# Rest in Peace Berty



## KarenHSmith (Apr 20, 2008)

Berty, slipped away this morning, in the car on the way to the vets. I suspect, he had a stroke in the night. I picked him up and carried him up to the Garden, when we were going to the vets, and whilses waiting he started fitting. My Nan came, within a matter of minutes. We put him into the basket, and he carried on having fits - after some, he would cry out loud like a piercing scream. 5 minutes later, he had gone and stopped breathing - at least he is out of pain now, and running free at Rainbow Bridge with Ben. Taylor and Molly (one of the cats, Berty, liked mostly) knew that he was going. I found Molly, when I came back laying in his cage - Taylor never came near me, when I was carrying him - he sniffed, and then left him alone.
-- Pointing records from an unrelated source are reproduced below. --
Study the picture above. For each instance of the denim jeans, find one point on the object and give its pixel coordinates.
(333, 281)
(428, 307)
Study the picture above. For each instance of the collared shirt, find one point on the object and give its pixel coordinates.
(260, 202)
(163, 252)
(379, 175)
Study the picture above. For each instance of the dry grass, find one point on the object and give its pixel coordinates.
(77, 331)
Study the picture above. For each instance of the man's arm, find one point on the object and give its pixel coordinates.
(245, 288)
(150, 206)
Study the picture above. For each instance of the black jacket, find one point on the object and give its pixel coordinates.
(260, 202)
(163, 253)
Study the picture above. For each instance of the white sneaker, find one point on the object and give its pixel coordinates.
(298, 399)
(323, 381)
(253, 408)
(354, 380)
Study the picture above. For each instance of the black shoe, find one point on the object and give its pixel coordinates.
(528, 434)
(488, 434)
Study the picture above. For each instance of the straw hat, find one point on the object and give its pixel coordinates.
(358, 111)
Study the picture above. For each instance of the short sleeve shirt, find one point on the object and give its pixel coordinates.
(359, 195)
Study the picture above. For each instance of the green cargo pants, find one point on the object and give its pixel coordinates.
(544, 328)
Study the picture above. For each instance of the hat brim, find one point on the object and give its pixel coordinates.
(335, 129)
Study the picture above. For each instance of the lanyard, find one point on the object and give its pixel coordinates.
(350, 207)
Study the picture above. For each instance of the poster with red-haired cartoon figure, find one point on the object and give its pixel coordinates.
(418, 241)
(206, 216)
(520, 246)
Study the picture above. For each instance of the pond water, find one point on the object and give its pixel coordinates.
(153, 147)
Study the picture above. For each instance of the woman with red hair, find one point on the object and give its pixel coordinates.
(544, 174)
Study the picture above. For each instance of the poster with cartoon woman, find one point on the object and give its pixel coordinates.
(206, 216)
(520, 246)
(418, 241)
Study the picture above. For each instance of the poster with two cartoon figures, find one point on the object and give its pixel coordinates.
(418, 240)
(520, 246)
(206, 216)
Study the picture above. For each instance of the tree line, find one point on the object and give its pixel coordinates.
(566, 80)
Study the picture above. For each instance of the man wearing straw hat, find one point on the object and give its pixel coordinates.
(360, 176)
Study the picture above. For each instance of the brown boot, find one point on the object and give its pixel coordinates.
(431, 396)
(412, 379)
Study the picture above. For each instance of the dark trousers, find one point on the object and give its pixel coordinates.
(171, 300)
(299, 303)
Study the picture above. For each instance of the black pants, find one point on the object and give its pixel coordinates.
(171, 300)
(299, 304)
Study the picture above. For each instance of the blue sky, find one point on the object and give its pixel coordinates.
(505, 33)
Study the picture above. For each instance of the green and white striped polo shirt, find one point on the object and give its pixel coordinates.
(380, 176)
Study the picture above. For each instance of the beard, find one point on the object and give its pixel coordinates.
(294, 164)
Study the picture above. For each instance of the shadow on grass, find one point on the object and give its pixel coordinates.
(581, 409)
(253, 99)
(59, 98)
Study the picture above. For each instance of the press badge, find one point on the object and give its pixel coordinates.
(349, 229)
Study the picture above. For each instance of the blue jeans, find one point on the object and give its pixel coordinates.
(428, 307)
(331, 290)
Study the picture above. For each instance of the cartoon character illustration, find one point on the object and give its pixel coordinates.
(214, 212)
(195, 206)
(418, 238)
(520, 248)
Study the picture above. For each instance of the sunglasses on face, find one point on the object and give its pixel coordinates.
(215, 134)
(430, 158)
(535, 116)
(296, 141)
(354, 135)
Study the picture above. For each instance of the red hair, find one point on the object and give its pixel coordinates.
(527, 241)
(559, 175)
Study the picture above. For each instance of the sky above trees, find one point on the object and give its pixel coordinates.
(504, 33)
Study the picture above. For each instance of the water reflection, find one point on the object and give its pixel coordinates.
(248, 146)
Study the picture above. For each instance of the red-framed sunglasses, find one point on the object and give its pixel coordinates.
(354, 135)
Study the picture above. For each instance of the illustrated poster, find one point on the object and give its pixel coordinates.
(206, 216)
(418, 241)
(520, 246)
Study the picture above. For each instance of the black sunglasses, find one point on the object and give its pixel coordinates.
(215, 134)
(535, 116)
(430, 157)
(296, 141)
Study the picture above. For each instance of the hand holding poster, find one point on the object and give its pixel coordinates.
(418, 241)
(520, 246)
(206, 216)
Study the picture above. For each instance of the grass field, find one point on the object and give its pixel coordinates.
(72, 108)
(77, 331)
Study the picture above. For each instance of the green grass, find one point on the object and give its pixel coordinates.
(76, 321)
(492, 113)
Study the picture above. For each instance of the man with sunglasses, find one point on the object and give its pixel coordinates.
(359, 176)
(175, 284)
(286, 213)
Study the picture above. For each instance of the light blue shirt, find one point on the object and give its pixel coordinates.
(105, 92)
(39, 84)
I am so shocked that he has gone, but at least now he is out of pain

Run free Berty - miss you always xxx

A video I took yestarday, of him taking his medication.

Here's a video I took of him Yestarday, having some medication:

Berty x
































































xxxxxx


----------



## DKDREAM (Sep 15, 2008)

Im so sorry R>I.P little man


----------



## KarenHSmith (Apr 20, 2008)

DKDREAM said:


> Im so sorry R>I.P little man


Thank you  xxxxxx


----------



## MissD (Mar 2, 2009)

Awww, so sorry to read that Karen, my thoughts are with you 

Run free you gorgeous boy Berty x


----------



## Guest (May 12, 2009)

sorry for you lose
RIP berty run free over that bridge


----------



## KarenHSmith (Apr 20, 2008)

Thank you for your kind comments..x.x.  xx


----------



## hobo99 (Aug 18, 2008)

So sorry for your loss, at least you were with him and he knew he was loved. suz x


----------



## ninja (Jan 4, 2009)

sorry for your loss karen, 

R.I.P Berty, xx


----------



## KarenHSmith (Apr 20, 2008)

Thank you xxxx


----------



## MADCAT (Nov 21, 2008)

Sorry for your loss Karen, my thoughts are with you.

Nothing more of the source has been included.